Een tegenprestatie bestaat uit activiteiten met de volgende kenmerken:
 het zijn activiteiten voor een paar uur per dag of enkele dagdelen per week.
 het zijn activiteiten voor enkele maanden, dus niet voor lange tijd.
 het is geen werk waarvoor eigenlijk loon betaald moet worden. Het mag dus geen ‘gewone baan’
zijn.
 het hoeft geen activiteit te zijn die de kansen op betaald werk vergroot, zoals bij een
participatieplaats vaak wel het geval is.
 de activiteit mag kansen op betaald werk niet in de weg zitten.
 iemand moet in staat zijn om de activiteiten te doen. Dat wil zeggen dat de RSDHW bij een
tegenprestatie rekening moet houden met
 lichamelijke of psychische beperkingen,
 de zorg voor (jonge) kinderen,
 de zorg voor een hulpbehoevende partner of familielid (mantelzorg),
 beheersing van de Nederlandse taal en
 de reistijd van huis naar de werkzaamheden.

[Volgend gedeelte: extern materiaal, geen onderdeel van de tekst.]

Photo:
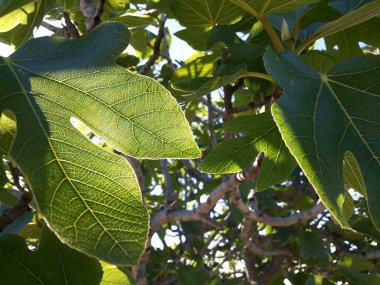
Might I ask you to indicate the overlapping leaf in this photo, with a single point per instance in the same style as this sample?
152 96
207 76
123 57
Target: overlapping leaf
322 117
256 7
52 263
352 27
206 13
89 196
234 155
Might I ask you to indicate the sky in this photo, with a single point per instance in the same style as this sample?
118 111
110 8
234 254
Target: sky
180 50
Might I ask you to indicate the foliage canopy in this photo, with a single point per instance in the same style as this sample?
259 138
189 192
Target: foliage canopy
256 160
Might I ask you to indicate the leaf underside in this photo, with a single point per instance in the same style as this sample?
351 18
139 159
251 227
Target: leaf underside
323 117
234 155
89 196
52 263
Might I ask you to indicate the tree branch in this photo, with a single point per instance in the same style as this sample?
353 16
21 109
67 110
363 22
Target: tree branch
16 211
201 212
54 29
71 30
253 213
210 123
88 9
96 20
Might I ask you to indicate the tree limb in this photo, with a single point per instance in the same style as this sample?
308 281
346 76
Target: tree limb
16 211
201 212
253 213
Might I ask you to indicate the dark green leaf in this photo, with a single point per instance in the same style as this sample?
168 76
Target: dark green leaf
324 116
45 88
235 155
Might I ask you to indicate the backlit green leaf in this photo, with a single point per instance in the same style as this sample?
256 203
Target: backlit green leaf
348 20
234 155
52 263
275 6
323 116
89 196
205 13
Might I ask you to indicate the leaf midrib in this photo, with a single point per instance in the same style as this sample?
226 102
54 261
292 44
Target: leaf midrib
60 164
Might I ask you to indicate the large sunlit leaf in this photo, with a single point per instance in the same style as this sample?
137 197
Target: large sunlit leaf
234 155
7 134
322 117
206 13
89 196
52 263
17 26
256 7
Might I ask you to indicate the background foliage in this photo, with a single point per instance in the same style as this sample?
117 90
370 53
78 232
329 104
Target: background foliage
112 177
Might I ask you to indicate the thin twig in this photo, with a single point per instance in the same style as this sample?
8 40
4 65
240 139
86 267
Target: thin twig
97 17
156 51
20 208
210 123
52 28
253 105
88 9
72 30
212 107
201 212
253 213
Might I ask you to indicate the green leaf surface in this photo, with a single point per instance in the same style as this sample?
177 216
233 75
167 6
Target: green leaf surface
352 175
234 155
52 263
18 224
348 20
8 6
17 26
274 6
206 13
50 81
112 275
323 116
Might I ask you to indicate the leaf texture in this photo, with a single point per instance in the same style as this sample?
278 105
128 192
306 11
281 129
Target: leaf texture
52 263
324 116
89 196
234 155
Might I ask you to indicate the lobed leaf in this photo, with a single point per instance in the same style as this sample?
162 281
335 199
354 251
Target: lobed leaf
89 196
322 116
52 263
234 155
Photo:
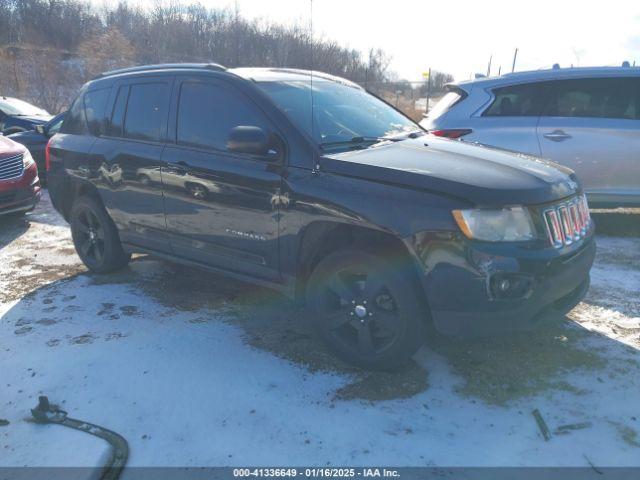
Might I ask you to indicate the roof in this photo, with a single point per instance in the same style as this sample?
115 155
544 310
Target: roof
164 66
256 74
552 74
289 74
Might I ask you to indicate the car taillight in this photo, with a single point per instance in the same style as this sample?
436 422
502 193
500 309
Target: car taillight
451 132
47 156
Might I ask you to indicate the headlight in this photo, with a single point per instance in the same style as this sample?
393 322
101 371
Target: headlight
511 224
27 159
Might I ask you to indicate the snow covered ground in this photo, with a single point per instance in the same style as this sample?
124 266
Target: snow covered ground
196 370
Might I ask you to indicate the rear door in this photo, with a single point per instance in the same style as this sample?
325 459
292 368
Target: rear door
592 125
128 156
510 121
221 206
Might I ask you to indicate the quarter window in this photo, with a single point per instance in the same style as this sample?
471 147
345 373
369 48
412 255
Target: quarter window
617 98
116 126
207 113
95 104
146 111
524 100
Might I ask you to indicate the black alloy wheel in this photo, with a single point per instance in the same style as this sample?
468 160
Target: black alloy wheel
96 237
366 309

Wat kan iemand als tegenprestatie doen?
Tegenprestaties zijn bijvoorbeeld taken die bij verenigingen, organisaties en maatschappelijke
instellingen worden uitgevoerd zoals:
 Koffie schenken in een buurthuis.
 Leesouder zijn op school.
 Het opknappen van speelplekken in de wijk.
 Taalmaatje zijn voor inburgeringsplichtigen.

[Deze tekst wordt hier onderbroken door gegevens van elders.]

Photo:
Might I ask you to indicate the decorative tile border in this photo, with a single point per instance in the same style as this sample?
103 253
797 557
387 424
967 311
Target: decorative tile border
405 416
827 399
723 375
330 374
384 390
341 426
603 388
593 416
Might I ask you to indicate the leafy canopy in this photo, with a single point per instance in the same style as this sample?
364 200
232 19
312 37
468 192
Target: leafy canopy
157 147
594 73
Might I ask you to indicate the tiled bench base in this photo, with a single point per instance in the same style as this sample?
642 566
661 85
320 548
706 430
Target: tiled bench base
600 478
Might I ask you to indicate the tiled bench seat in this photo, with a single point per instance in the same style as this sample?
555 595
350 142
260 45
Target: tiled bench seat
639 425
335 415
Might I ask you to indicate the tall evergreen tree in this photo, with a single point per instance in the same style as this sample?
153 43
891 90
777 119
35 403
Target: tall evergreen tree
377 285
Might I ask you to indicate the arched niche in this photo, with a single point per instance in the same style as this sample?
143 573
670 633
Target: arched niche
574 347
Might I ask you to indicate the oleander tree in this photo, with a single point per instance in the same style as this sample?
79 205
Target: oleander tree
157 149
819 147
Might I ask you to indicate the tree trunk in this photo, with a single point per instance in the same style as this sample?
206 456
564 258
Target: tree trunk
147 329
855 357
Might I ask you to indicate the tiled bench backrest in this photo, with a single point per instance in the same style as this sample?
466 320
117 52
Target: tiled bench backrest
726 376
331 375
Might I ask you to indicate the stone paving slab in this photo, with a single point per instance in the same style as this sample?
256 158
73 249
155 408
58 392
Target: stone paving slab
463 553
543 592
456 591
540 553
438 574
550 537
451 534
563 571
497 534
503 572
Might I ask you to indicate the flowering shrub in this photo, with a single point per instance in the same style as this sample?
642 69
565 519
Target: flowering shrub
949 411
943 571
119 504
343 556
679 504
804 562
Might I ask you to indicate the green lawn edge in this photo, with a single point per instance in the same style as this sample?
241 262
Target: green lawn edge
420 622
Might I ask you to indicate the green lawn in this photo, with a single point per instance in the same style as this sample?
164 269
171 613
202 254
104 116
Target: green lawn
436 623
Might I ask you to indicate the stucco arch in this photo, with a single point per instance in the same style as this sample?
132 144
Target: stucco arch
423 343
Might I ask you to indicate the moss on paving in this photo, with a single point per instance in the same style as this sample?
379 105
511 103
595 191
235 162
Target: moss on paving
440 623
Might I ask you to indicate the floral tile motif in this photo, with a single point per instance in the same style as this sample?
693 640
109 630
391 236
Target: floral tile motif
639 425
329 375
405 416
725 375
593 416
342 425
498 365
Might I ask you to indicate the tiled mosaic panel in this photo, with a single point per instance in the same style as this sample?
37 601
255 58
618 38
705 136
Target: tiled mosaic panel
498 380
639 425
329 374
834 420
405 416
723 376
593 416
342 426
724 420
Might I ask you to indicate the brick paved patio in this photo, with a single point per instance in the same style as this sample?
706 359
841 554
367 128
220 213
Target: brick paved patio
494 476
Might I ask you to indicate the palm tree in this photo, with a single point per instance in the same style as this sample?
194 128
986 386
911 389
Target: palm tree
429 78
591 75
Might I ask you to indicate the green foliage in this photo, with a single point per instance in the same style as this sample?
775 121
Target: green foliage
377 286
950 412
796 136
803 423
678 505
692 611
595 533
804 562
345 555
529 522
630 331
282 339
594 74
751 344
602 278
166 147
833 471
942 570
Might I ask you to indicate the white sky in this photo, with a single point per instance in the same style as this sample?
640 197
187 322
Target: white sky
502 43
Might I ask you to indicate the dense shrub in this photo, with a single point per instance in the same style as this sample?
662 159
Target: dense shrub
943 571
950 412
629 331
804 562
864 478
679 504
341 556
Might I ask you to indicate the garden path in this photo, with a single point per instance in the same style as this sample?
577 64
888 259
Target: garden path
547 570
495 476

 Na een storm de takken van wandelpaden in het stadspark verwijderen en ander klein
natuuronderhoud
 Helpen bij evenementen

Enz.
Als iemand al vrijwilligerswerk doet. kan de RSDHW dit aanmerken als een tegenprestatie.
Als iemand aantoonbaar noodzakelijke mantelzorg verricht, wordt in de regel geen tegenprestatie
gevraagd.
Gevraagd kan worden of betrokkene zelf een idee heeft welke tegenprestatie hij wil verrichten. Als
betrokkene zelf iets mag uitkiezen, zoekt hij vaak iets bij een organisatie of vereniging die hem
aanspreekt. Er is ook een vrijwilligerscentrale in de buurt waar meer informatie te verkrijgen is.
Wat zijn de voordelen?
Een tegenprestatie doen kan heel nuttig zijn. Niet alleen voor de samenleving, maar ook voor de
betrokkene zelf! Het ontmoeten van andere mensen, het ontwikkelen van vaardigheden, iets nuttigs
voor andere mensen werkt voor de betrokkene zelf ook vaak positief uit.
Wat gebeurt er als iemand niet meewerkt?
Als de RSDHW een tegenprestatie vraagt, maar iemand wil daar niet aan meewerken, dan kan de
RSDHW een maatregel opleggen. Dat betekent dat diegene één of een aantal maanden een lagere
uitkering krijgt. Hoeveel lager en hoe lang, dat bepaalt de RSDHW zelf. Dit is vastgelegd in een
verordening.
Bovendien komt die persoon niet in aanmerking voor de individuele inkomenstoeslag. Ook hier geldt
het uitgangspunt “ Voor wat, hoort wat”.
Gemeentelijke verordeningen en beleidsregels
Veel regels over bovengenoemde onderwerpen zijn in de Participatiewet zelf vastgelegd. Gemeenten
(RSDHW) hebben wel enige vrijheid om op onderdelen zelf beleid te maken. Zij moeten de
gemeentelijke regels in een gemeentelijke verordening en/of beleidsregels vast leggen. Daarbij
worden vaak op regionaal niveau afspraken gemaakt.